Plus ou moins 45 euros par Français. Vous, nous, ils, tous dépenseront 45 euros chacun pour financer un nouvel armement nucléaire tactique (les "mini-bombes" ou "mini-nukes" dont nous sommes déjà en possession de quelques exemplaires d’une valeur d’un dixième de la puissance d’Hiroshima pour les plus "petites"), bombinettes qui, à l’instar de leur grande sœur (la bombe atomique "traditionnelle" dite de dissuasion, elle-même déjà contestable) sont bel et bien conçues et fabriquées pour être utilisées.
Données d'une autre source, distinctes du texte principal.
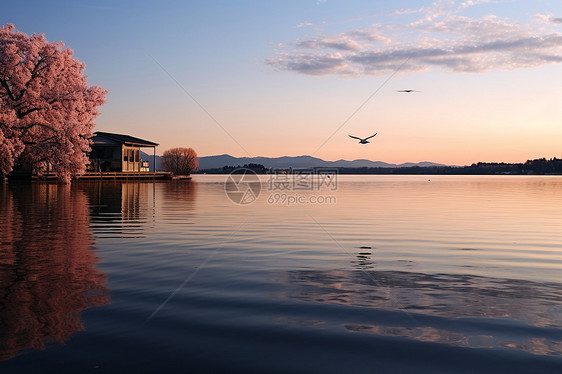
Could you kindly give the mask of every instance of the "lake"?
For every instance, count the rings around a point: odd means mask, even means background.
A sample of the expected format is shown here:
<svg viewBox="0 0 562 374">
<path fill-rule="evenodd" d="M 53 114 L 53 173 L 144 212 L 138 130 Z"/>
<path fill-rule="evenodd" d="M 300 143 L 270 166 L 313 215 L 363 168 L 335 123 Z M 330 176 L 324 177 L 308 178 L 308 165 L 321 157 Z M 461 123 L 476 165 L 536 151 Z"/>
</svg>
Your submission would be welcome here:
<svg viewBox="0 0 562 374">
<path fill-rule="evenodd" d="M 562 372 L 562 177 L 227 178 L 0 185 L 0 372 Z"/>
</svg>

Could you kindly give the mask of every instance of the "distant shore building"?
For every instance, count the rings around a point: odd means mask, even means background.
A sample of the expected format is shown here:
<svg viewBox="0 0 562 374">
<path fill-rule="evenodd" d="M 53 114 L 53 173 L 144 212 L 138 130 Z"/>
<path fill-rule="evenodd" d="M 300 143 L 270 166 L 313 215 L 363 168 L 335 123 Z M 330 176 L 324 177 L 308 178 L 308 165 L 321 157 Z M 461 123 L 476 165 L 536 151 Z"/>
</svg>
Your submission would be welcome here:
<svg viewBox="0 0 562 374">
<path fill-rule="evenodd" d="M 95 132 L 91 141 L 90 171 L 155 172 L 155 170 L 149 170 L 148 160 L 141 159 L 140 149 L 152 148 L 153 165 L 156 165 L 156 147 L 158 143 L 135 138 L 130 135 L 101 131 Z"/>
</svg>

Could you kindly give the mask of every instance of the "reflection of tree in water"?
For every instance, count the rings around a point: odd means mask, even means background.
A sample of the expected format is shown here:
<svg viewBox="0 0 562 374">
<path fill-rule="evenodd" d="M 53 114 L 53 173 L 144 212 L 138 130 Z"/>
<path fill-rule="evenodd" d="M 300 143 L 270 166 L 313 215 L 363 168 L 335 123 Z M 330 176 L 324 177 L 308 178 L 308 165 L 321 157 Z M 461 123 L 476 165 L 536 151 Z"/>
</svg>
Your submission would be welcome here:
<svg viewBox="0 0 562 374">
<path fill-rule="evenodd" d="M 64 343 L 80 313 L 109 303 L 77 186 L 0 186 L 0 360 Z"/>
<path fill-rule="evenodd" d="M 468 274 L 359 270 L 289 271 L 275 273 L 270 280 L 286 285 L 284 291 L 276 293 L 280 298 L 373 308 L 372 319 L 343 321 L 350 331 L 457 346 L 562 354 L 562 342 L 552 338 L 556 335 L 553 331 L 562 327 L 562 287 L 558 283 Z M 350 310 L 350 320 L 354 310 Z M 400 325 L 388 322 L 388 312 L 383 311 L 412 313 L 423 316 L 416 317 L 423 321 L 406 318 L 409 325 Z M 384 317 L 377 318 L 377 313 Z M 481 319 L 483 322 L 478 322 Z M 494 322 L 484 322 L 489 319 L 523 323 L 515 323 L 515 331 L 496 336 Z M 518 332 L 524 323 L 530 327 Z"/>
<path fill-rule="evenodd" d="M 153 210 L 154 183 L 96 181 L 81 183 L 90 202 L 91 227 L 97 237 L 143 237 Z"/>
<path fill-rule="evenodd" d="M 197 182 L 193 180 L 178 180 L 164 184 L 164 197 L 169 201 L 183 201 L 193 207 L 197 197 Z"/>
</svg>

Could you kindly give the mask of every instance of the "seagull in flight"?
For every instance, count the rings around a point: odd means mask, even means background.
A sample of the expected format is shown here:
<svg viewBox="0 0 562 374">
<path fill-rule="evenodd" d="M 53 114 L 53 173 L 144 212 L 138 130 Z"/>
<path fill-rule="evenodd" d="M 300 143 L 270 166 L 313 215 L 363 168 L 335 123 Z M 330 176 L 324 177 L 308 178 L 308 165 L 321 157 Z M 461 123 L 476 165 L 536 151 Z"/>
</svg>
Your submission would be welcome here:
<svg viewBox="0 0 562 374">
<path fill-rule="evenodd" d="M 375 133 L 375 135 L 377 135 L 377 134 L 378 133 Z M 366 138 L 359 138 L 357 136 L 353 136 L 353 135 L 349 135 L 349 134 L 347 136 L 349 136 L 350 138 L 353 138 L 353 139 L 359 139 L 359 144 L 367 144 L 367 143 L 370 143 L 367 139 L 371 139 L 375 135 L 371 135 L 371 136 L 368 136 Z"/>
</svg>

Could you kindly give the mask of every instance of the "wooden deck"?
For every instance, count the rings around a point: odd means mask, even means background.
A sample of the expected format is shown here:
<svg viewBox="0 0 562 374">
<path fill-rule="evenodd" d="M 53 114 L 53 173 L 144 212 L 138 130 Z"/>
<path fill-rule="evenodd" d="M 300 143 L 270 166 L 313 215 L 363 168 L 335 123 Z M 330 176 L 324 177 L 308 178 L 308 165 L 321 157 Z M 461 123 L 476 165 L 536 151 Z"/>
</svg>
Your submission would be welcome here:
<svg viewBox="0 0 562 374">
<path fill-rule="evenodd" d="M 42 176 L 33 175 L 32 180 L 56 180 L 57 176 L 55 173 L 47 173 Z M 165 171 L 152 172 L 87 172 L 75 180 L 169 180 L 172 179 L 170 173 Z"/>
</svg>

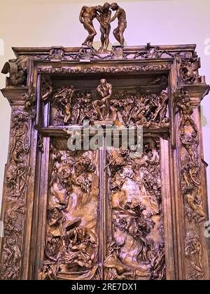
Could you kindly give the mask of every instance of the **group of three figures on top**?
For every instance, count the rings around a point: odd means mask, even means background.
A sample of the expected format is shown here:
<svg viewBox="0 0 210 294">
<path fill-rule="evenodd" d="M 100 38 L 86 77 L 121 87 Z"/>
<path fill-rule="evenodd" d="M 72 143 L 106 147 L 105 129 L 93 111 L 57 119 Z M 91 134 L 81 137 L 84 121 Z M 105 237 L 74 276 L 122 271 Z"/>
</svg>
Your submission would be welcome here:
<svg viewBox="0 0 210 294">
<path fill-rule="evenodd" d="M 113 11 L 115 11 L 115 14 L 113 18 L 111 18 L 110 8 Z M 93 20 L 95 18 L 100 23 L 102 47 L 99 51 L 101 53 L 107 52 L 109 45 L 111 23 L 116 18 L 118 20 L 118 26 L 113 31 L 113 35 L 120 45 L 124 45 L 123 33 L 127 27 L 125 11 L 116 3 L 113 3 L 111 5 L 108 3 L 105 3 L 104 6 L 83 7 L 80 15 L 80 21 L 89 34 L 89 36 L 83 43 L 83 46 L 92 46 L 94 38 L 97 35 L 97 31 L 93 24 Z"/>
</svg>

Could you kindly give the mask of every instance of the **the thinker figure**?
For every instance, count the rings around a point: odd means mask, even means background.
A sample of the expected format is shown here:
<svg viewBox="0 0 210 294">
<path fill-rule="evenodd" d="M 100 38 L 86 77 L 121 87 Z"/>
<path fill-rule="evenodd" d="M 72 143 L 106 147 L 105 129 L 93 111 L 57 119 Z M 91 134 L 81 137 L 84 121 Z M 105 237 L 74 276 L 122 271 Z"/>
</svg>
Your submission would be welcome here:
<svg viewBox="0 0 210 294">
<path fill-rule="evenodd" d="M 111 6 L 113 11 L 116 11 L 115 15 L 112 18 L 110 22 L 113 22 L 117 18 L 118 19 L 118 27 L 113 31 L 113 35 L 120 44 L 124 45 L 124 31 L 127 28 L 126 13 L 124 9 L 116 3 L 113 3 Z"/>
<path fill-rule="evenodd" d="M 103 6 L 102 11 L 100 13 L 97 20 L 100 23 L 100 31 L 102 33 L 101 41 L 102 47 L 100 51 L 102 53 L 106 52 L 109 44 L 109 34 L 111 31 L 110 20 L 111 18 L 111 5 L 106 2 Z"/>
<path fill-rule="evenodd" d="M 83 43 L 89 47 L 92 46 L 93 40 L 97 35 L 97 31 L 93 25 L 94 18 L 99 17 L 99 12 L 102 12 L 102 6 L 88 7 L 83 6 L 80 14 L 80 22 L 83 24 L 84 28 L 88 31 L 89 36 Z"/>
<path fill-rule="evenodd" d="M 109 118 L 110 99 L 112 96 L 112 85 L 107 83 L 106 80 L 101 80 L 101 83 L 97 88 L 97 92 L 101 98 L 92 102 L 93 107 L 97 112 L 100 120 Z"/>
</svg>

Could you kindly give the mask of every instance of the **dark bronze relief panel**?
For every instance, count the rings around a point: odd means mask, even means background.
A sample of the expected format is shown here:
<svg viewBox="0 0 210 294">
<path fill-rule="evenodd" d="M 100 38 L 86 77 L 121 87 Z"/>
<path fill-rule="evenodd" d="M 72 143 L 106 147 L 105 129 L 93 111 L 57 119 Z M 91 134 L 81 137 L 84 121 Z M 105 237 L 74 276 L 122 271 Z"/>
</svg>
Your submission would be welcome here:
<svg viewBox="0 0 210 294">
<path fill-rule="evenodd" d="M 98 152 L 51 145 L 45 260 L 39 279 L 99 276 Z"/>
<path fill-rule="evenodd" d="M 94 91 L 73 90 L 62 87 L 55 91 L 51 102 L 50 124 L 53 126 L 83 125 L 106 119 L 99 113 L 97 98 Z M 144 125 L 147 128 L 167 128 L 168 95 L 167 91 L 149 92 L 134 89 L 113 91 L 110 102 L 109 118 L 114 125 Z"/>
<path fill-rule="evenodd" d="M 91 125 L 108 120 L 118 127 L 169 127 L 167 78 L 164 76 L 145 81 L 139 76 L 132 76 L 123 81 L 123 89 L 122 81 L 116 81 L 112 76 L 101 82 L 94 77 L 89 78 L 87 81 L 82 76 L 79 81 L 72 78 L 59 85 L 56 80 L 42 78 L 42 101 L 50 104 L 50 126 L 80 125 L 88 120 Z M 107 89 L 106 97 L 102 87 Z"/>
<path fill-rule="evenodd" d="M 107 154 L 109 180 L 106 279 L 165 279 L 160 140 L 145 139 L 144 154 Z"/>
</svg>

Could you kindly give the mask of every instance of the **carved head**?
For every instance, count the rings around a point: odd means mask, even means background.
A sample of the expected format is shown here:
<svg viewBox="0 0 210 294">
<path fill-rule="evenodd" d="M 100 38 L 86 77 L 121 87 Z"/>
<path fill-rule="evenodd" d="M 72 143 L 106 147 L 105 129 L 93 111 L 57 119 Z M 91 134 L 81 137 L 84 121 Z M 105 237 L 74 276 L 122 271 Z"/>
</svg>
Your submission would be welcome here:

Tout cela, notre Président l’a confirmé dans ses récentes allocutions [janvier 2006 : voir l’extrait de la Tribune de Brest et le discours de Jacques Chirac en lien ici]. Ces annonces se sont faites dans une indifférence notable.

"L’activité industrielle générée par ce marché concerne environ 1200 emplois sur une période de 10 ans dont un millier en région Aquitaine" [suite et conclusion de ce même communiqué du 23 décembre 2004]
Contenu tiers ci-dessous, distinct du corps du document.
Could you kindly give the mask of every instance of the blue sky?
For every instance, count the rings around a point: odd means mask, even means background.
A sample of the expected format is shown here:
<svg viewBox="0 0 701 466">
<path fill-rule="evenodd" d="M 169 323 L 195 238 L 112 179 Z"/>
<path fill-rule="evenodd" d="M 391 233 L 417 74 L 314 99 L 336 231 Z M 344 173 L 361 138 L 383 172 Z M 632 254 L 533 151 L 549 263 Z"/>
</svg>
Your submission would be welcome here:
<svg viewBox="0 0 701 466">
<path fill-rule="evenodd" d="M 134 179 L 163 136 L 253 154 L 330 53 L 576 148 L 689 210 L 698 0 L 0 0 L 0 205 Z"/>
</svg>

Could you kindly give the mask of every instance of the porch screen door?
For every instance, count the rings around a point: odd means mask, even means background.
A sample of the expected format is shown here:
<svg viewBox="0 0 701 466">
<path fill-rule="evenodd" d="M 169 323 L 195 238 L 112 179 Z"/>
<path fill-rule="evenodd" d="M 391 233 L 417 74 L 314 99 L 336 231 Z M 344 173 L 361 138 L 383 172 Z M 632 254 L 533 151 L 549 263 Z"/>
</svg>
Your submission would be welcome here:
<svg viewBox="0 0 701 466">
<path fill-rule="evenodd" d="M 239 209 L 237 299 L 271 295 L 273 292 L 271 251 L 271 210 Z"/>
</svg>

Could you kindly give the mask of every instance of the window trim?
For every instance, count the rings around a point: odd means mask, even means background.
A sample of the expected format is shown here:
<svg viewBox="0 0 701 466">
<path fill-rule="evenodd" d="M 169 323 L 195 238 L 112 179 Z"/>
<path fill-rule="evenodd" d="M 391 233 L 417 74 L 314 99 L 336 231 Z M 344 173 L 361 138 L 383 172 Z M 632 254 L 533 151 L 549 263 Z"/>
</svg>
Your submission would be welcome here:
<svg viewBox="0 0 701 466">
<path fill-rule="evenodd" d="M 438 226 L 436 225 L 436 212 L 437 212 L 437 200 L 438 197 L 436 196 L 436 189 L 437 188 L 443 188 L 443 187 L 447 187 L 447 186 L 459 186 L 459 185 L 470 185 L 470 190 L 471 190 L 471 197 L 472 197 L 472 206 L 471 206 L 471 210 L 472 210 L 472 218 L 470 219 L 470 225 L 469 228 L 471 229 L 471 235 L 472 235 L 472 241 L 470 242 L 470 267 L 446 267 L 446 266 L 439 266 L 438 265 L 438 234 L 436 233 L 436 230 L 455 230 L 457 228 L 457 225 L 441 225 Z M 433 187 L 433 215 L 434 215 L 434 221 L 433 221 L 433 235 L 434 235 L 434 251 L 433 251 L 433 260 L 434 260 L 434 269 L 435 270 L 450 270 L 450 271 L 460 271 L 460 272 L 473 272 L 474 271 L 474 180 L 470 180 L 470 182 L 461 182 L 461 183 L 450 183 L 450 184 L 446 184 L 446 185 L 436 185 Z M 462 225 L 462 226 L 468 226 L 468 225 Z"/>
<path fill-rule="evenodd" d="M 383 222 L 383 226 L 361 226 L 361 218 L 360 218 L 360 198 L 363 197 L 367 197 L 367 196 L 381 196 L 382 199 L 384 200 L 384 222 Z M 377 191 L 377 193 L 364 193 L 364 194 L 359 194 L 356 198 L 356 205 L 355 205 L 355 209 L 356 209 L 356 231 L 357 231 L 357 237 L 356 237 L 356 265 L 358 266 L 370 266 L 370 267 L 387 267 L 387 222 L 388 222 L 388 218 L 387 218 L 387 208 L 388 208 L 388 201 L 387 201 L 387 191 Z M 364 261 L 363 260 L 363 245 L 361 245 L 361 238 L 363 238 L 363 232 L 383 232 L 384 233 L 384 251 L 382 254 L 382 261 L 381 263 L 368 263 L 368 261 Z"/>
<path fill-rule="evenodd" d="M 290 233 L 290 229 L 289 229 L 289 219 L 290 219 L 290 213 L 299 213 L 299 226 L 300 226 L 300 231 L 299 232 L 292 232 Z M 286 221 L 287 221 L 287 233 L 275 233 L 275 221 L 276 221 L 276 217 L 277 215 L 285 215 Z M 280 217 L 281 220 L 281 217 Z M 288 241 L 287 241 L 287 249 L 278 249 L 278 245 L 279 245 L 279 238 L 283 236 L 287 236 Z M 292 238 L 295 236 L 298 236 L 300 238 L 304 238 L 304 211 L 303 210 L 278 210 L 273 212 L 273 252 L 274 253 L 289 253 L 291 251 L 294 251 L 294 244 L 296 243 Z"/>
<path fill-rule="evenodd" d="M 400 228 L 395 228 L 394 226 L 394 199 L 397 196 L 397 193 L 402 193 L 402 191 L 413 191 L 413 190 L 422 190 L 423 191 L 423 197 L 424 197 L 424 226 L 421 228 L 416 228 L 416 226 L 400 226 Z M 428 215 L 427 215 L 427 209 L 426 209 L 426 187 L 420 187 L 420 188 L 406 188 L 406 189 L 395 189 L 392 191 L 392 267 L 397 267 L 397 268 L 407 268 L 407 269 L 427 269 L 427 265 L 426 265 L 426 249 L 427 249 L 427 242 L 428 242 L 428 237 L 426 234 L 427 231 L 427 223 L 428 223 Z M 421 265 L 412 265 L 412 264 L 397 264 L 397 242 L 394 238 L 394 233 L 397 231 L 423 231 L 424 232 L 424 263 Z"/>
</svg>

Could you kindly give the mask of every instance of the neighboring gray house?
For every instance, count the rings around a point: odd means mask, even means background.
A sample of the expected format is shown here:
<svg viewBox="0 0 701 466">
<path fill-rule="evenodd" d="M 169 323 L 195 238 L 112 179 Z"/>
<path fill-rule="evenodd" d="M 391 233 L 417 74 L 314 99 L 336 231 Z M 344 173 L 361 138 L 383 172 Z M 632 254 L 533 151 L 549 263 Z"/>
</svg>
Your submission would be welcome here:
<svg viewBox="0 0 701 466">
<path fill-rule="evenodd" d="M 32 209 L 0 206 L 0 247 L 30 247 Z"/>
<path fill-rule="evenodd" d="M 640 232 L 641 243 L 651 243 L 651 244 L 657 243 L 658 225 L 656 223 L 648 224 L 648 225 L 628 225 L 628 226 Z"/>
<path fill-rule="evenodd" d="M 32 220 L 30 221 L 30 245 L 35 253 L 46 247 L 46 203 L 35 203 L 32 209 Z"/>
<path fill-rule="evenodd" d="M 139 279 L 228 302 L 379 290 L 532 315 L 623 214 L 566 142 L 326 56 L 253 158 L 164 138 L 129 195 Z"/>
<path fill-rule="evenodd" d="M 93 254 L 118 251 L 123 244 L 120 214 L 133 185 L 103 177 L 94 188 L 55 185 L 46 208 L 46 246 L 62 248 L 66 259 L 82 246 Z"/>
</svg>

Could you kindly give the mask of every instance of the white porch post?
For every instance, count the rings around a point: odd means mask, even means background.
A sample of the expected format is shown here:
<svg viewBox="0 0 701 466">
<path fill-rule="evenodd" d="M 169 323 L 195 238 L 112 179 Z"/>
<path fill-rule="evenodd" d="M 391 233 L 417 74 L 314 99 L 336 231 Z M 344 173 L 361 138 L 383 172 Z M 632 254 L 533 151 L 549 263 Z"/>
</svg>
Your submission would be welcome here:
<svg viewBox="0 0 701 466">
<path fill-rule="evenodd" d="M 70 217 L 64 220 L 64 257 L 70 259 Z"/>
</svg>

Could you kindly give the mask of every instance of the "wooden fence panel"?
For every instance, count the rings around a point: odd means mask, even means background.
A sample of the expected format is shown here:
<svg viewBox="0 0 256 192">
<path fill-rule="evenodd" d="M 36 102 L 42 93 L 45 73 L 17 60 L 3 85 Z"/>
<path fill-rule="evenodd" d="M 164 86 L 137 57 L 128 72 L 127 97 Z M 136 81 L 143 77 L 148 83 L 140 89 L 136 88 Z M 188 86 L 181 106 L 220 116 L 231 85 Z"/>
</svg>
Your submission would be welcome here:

Où l’on nous fait culpabiliser sur ce qu’un désarmement ou la remise en cause de ces choix stratégiques coûteraient en terme d’emplois à la France.
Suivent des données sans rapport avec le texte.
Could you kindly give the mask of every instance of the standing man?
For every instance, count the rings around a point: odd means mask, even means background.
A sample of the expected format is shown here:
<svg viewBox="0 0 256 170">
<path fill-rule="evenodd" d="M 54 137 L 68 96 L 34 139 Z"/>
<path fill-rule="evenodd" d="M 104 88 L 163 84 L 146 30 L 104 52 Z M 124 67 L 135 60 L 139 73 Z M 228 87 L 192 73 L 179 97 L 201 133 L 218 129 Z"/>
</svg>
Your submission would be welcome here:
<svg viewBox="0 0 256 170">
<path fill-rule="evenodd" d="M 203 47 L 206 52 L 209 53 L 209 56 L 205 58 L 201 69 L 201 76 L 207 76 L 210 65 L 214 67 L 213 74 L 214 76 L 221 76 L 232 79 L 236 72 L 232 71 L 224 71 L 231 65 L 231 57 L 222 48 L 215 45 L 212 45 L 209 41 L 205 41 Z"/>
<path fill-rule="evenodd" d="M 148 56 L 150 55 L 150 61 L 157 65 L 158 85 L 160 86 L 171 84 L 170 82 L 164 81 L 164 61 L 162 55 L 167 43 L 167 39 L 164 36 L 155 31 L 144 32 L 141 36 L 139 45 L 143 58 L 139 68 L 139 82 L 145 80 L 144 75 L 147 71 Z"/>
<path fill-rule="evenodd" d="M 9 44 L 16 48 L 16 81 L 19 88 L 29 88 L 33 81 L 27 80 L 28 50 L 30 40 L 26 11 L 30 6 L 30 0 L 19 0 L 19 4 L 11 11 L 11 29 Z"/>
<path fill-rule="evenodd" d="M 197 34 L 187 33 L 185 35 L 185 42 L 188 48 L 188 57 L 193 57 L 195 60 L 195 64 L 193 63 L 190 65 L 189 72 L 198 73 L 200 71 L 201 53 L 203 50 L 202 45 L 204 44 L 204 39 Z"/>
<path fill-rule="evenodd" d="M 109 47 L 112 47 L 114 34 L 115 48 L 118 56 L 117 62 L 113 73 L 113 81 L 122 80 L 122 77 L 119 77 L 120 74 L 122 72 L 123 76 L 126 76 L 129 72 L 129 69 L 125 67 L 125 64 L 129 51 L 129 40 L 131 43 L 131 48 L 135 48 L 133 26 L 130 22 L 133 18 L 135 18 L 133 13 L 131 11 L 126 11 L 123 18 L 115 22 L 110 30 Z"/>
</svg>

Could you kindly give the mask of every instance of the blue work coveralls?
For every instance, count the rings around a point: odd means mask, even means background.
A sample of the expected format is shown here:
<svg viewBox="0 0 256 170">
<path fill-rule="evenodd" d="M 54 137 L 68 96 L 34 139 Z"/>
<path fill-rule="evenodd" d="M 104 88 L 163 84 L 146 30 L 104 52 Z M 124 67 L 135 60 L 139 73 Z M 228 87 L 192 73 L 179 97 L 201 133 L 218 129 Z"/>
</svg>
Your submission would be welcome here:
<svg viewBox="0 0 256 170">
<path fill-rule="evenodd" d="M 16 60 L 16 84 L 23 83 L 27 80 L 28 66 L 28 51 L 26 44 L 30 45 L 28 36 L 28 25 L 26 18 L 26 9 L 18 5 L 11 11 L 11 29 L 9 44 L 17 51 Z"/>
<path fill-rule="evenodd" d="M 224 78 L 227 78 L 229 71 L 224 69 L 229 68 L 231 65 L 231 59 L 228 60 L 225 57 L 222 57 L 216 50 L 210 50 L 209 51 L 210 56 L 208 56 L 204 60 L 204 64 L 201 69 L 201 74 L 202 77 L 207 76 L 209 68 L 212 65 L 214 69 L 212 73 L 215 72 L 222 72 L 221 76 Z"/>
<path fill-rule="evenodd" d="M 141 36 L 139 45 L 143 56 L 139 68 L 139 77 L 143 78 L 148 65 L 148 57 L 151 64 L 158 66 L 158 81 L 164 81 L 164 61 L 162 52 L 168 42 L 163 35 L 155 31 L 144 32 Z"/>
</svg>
Mais quel est le prix de ces vies que cibleront nos M51 ? Valent-elles moins que celles que ces missiles prétendent défendre ? Et comment interdire à un encombrant voisin ses inclinaisons nucléaires (l’Iran, mais aussi la Corée du Nord sont ainsi aujourd’hui montrés du doigt) en faisant de tels choix ? Car il s’agit bien ici de décisions politiques, de nos choix, de nos volontés.

Un dossier qui ne pourra pas être écarté d’un revers de bras par nos candidats à la présidentielle. Messieurs, Mesdames qui aspirez à nous gouverner, prononcez-vous clairement sur cette question ! Dans un pays dont une partie des médias (presse en particulier) sont détenus par des fabricants d’armes, des associations comme Greenpeace en appellent aux blogueurs pour enquêter, donner à penser, imposer le débat public et des prises de positions précises de nos (futurs) dirigeants. Cette situation, inédite et rocambolesque, où liberté de la presse et lobby de l’armement semblent fusionner, doit nous inciter à travailler avec sérieux et détermination. Il s’agit là d’un défi à la hauteur des ambitions des "journalistes citoyens". Un défi que je vous propose de relever ensemble.

Si nous sommes effectivement en démocratie, où est-ce que l’on coche la case :"Je ne souhaite pas que les impôts que je paye servent à fabriquer des armes ?", me demandait récemment un proche. Car il s’agit bien de nos deniers, de nos représentants, de nos "bombinettes". Et si je ne voulais pas, moi, donner ma voix à quiconque s’engagerait plus encore dans cette tragique direction ? Ségolène Royal comme Nicolas Sarkozy semblent d’ailleurs, en coulisse et loin de tout prosélytisme, se prononcer contre ces choix. L’argent manque pour financer universités, recherche, aide aux personnes... Voilà donc bien une source de financement que ne renieront pas certains ! Sachez qu’il y a des dissensions sur ce projet militaire ô combien dangereux, y compris au sein de l’armée (qui voudrait plutôt voir renforcer ses capacités tactiques traditionnelles).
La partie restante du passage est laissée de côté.